Atatürk iyice meraklanmıştı:
-‘‘ Nedir yahu, bu atlamak istediğiniz? Adam ne söylemiş, ne yazmışsa hepsini bilelim. Okumaya devam…’
Atatürk okutmakta ısrar, Bayur okumamakta inat ediyorlar, aralarında sessiz bir çkişme geçiyordu. Atatürk sonunda biraz sertçe:
-‘‘ Ne diyor bu adam bizim için? Hakaret mi ediyor? Hayvan mı diyor?’ diye sordu.
Hikmet Bayur bu sözler üzerine iyice şaşırdı. Cümleleri kekelemeye başladı. Artık kaçamak yol
kalmamıştı onun için. Okumaktan başka çaresi yoktu.
-‘‘ Paşam,’’ dedi.’’ Sizin Kastamonu’da şapkayı başınıza ilk giydiğinizi anlatırken ağır kelimler kullanmış.’’
Atatürk, Armstrong’un bu sözlerine kızmak şöyle dursun, neşelenmişti bile.
-‘‘ insanlara bazen hayvan sıfatları takar, aslan
gibi deriz. Bu da onun gibi. Canı istemiş, böyle düşünmüş bizi. Neyse
fena değil.

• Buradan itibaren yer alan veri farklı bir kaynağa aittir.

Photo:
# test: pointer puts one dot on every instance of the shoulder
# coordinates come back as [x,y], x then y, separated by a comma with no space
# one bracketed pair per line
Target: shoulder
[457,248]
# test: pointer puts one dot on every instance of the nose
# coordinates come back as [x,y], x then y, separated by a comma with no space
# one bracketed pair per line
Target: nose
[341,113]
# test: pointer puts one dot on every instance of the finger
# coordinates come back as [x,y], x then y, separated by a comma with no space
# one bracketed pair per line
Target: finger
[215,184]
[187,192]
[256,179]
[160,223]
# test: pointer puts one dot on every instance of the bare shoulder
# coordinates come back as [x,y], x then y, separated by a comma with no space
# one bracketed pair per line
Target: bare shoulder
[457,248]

Haydi, okuyun, daha neler var içinde bakalım? Bayağı
eğlenceli kitap,’’ dedi.
Atatürk’ün ne büyük hoşgörü sahibi olduğunu o gün
bir kez daha anlamıştım. Büyük bir olgunluk içinde olayların ışığı
altında kendi değer ölçülerini, görüşünü, geçmiş olayların ışığı
altında kendi değer ölçülerine vurarak kıyaslıyordu.